Un cadre pittoresque ; des personnages bien campés et dont la psychologie occupe une place importante, avec de nombreux retours sur leur passé ; un enquêteur peu ordinaire Adam Dalgliesh poète à ses heures, amateur d’architecture et de musique baroque, possède-lui aussi un passé douloureux ; le tout assorti de réflexions sur la structure sociale britannique, la nature humaine, la limite floue entre culpabilité et innocence, le poids du passé sur les destinées individuelles.
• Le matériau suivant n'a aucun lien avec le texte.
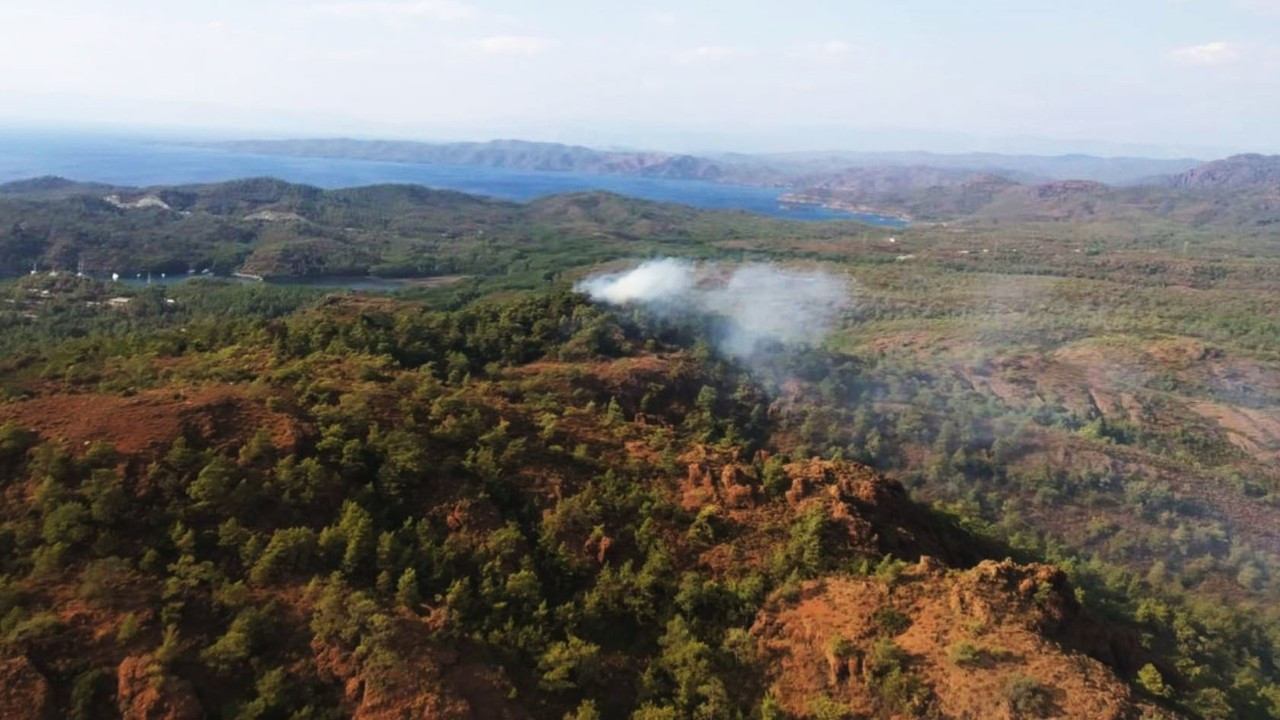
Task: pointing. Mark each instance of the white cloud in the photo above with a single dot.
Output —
(512, 45)
(663, 18)
(1264, 7)
(1208, 54)
(831, 49)
(446, 10)
(704, 54)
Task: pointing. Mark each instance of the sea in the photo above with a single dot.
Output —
(128, 160)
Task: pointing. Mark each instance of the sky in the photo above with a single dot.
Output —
(1151, 77)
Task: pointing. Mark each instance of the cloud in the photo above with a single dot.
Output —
(1208, 54)
(704, 54)
(512, 45)
(663, 18)
(1262, 7)
(446, 10)
(831, 49)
Dans le huis clos dans un coin de la côte sombre de East Anglia battue par les vents dominants se trouvent réunies toutes les qualités chères aux aficionados de la « reine du crime » : évocation vivante des lieux, incursions subtiles dans la vie des personnages, sans oublier les rebondissements d’une intrigue trépidante. Ici, PD James démontre une fois de plus son habileté à transformer un roman policier classique en un roman captivant autant pour sa richesse psychologique et émotionnelle que pour l’originalité et la complexité de son intrigue sans oublier le frisson et le suspense.
Décidément cette charmante petite anglaise est elle aussi une délicieuse mais diabolique reine du crime.